Он не пошел домой. Он бродил по безлюдным улицам и бульварам, где они ежедневно гуляли с Любой. Чудо произошло. Сын! Не было, не было — и вот родился новый человек. Его сын, Вовка…
Уже совсем рассвело, когда он снова очутился в больнице. В приемной мыли полы, пахло хлором. Старуха пила чай. Он написал записку и попросил переслать, чтобы Люба, проснувшись, сразу прочитала.
Затем он как-то неожиданно оказался дома и в открытое окно увидел город, окрашенный теплым светом встающего солнца. Начинался первый день жизни его сына. Он подошел к календарю и, еще ничего не зная, красным карандашом торжественно обвел этот день — 22 июня.
Была уже ночь, и хотелось уснуть, но за стеной шумели и смеялись гости, и Галинка все прислушивалась, улавливая среди других голосов папин звучный и веселый голос, и думала о том, что лето складывается чудесно, папа обращается с нею как с большой, они вдвоем заплывают далеко от берега и там отдыхают, лежа на спине, — в прошлом году она боялась заплывать, а теперь совсем не боится, хотя глубины тут прямо невероятные. Вот поглядел бы Кузька, как она научилась плавать под водой — иногда с папой, а иногда и сама. Кузька доставал со дна ставка блестящую пряжку, она тогда не умела и завидовала, а вчера бросила десять белых пуговиц и подобрала все, кроме одной… И на скорость научилась, не хуже мальчишек. Выпросить бы у папиного «корабела» часы-хронометр!.. Завтра утром, когда пойдем купаться, — даст он или не даст? Наверно, даст. Вот хорошо бы!..

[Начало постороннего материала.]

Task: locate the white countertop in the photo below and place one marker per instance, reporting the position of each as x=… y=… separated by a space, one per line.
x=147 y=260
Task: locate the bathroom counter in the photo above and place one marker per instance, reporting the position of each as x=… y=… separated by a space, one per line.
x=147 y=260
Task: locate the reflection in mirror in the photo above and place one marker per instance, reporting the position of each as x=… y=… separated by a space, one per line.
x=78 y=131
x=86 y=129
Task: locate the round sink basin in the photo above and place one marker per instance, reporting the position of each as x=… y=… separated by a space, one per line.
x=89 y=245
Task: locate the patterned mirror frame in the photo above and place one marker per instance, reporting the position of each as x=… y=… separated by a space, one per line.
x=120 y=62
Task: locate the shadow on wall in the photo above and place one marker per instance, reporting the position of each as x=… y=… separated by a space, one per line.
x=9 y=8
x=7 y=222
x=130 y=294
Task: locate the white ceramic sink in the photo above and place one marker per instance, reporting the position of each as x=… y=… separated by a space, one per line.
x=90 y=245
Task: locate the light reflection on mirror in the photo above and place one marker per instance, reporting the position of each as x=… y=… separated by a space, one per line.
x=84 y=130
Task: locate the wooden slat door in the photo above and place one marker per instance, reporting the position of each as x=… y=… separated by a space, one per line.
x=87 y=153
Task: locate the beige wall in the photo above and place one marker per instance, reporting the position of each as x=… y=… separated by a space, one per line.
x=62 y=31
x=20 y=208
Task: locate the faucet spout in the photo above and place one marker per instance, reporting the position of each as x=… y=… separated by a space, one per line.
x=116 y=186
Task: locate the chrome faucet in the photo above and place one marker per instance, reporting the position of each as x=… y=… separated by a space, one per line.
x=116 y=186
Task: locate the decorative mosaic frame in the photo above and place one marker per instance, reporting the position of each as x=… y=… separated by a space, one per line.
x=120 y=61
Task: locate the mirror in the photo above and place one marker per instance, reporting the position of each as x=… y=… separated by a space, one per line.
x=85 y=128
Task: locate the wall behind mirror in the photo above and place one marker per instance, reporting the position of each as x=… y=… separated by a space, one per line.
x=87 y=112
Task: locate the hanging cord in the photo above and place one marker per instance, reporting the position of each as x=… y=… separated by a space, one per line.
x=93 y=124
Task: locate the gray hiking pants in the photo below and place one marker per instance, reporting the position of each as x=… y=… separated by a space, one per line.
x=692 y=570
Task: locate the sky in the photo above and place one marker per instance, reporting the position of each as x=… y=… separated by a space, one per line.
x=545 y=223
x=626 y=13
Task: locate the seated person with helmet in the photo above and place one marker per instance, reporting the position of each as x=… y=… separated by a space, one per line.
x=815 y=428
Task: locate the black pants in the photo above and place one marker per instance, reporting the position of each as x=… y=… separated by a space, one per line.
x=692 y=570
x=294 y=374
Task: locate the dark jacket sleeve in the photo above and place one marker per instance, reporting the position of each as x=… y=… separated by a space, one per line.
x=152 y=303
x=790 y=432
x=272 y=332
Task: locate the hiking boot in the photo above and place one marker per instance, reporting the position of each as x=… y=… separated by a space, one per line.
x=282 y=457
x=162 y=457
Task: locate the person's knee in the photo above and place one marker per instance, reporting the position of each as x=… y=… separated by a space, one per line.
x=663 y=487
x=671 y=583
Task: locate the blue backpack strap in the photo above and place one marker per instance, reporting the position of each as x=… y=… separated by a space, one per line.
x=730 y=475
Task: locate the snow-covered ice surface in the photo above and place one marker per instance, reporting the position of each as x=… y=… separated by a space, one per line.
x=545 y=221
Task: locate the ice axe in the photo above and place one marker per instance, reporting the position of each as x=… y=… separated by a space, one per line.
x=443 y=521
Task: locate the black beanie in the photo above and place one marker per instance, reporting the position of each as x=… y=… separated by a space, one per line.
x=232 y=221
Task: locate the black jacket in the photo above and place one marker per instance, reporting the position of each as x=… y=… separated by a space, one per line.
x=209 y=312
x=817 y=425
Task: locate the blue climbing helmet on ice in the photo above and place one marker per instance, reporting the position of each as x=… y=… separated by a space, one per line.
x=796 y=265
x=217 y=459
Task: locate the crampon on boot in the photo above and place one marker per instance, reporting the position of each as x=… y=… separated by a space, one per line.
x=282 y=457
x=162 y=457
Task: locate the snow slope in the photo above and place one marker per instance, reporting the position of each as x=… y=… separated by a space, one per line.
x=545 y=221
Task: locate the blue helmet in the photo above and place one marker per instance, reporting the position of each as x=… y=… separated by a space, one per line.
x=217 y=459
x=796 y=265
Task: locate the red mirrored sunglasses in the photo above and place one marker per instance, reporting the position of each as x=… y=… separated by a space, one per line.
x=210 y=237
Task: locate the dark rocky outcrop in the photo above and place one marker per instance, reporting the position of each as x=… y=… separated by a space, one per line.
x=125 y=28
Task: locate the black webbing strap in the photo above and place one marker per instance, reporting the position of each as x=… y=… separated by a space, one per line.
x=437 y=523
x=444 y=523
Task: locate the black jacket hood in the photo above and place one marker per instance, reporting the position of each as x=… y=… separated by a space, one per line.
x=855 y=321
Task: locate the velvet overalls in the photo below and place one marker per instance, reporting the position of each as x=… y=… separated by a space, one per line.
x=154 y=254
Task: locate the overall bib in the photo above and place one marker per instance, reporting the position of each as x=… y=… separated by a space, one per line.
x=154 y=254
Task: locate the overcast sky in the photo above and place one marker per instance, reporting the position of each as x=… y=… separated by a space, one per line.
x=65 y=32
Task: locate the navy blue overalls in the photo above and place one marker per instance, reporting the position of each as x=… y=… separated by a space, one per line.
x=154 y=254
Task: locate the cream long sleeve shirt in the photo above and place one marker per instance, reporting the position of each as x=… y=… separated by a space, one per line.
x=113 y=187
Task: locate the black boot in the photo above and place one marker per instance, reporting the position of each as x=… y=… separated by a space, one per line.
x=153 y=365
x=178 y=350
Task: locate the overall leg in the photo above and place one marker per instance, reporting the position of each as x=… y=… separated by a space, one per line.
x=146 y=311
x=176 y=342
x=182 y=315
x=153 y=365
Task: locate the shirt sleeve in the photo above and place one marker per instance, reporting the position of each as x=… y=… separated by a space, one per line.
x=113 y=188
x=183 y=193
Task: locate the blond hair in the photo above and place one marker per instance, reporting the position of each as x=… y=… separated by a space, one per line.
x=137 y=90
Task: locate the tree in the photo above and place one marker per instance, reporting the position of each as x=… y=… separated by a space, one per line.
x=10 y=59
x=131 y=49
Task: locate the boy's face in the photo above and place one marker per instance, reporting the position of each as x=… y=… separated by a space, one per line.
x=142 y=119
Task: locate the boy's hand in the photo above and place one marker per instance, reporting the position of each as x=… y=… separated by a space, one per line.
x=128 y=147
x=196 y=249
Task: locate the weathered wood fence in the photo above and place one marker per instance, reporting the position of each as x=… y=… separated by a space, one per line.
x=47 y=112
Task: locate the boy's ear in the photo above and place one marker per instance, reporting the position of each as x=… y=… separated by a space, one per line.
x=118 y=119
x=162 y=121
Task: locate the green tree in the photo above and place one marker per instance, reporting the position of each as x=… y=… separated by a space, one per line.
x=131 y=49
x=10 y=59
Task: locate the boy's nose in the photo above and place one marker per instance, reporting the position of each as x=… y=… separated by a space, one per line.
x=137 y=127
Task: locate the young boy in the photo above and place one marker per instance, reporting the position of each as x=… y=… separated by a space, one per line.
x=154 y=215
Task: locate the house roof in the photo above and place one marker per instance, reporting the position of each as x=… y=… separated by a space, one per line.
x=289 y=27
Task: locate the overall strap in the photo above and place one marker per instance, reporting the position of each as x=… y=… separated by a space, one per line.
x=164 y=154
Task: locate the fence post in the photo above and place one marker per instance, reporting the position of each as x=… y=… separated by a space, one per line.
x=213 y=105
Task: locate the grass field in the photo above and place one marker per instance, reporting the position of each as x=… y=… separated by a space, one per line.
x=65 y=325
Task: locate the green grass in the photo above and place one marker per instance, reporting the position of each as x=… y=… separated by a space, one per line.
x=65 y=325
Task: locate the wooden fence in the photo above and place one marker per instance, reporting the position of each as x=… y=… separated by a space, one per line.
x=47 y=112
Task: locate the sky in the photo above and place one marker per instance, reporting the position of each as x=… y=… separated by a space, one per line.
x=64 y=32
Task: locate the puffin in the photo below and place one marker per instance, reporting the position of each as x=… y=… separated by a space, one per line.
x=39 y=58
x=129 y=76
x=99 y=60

Блестящие часы с отпрыгивающей на место стрелкой возникли и помаячили перед глазами… папин звучный, веселый голос подал команду… Она прижмурилась, готовясь к прыжку, и с ощущением воли, и счастья, и здоровой силы оттолкнулась… и упала прямо в крепкий, блаженный сон.
Сон оборвался разом.
Галинка подскочила на кровати и села, бессознательно натягивая на теплые, сразу озябшие плечи простыню. Еще не рассвело, но комната странно озарялась каким-то прерывистым летучим светом, и звонкий, тоже прерывистый грохот заполнял комнату, небо за окном и весь мир. Человечий неистовый крик не испугал, а даже обрадовал Галинку своей непонятностью — где-то рядом человек, и ему тоже страшно. Ей хотелось закричать, чтобы тот человек услыхал, но голоса не было.
Она не поняла, что это война, но ощутила, что перевернулось и отступило куда-то все, чем она жила. И, будто в подтверждение, в том пространстве неба, какое ей было видно за окном, наискось пронеслась черная тень большого самолета, окруженная вспышками огня. Затем ухнуло так, что качнулась кровать и задребезжали, запрыгали стекла, будто кто-то снаружи тряс раму.
— Мам! — беззвучно крикнула Галинка, до подбородка натягивая простыню.
И мама появилась — с совершенно незнакомым, суровым лицом, с очень родными, сильными, охраняющими руками.
— Ничего, — каким-то незнакомым голосом сказала она. — Ничего, ничего.
И Галинка припала к матери всем телом, продолжая глядеть в грохочущее небо, полное недоброго летучего света.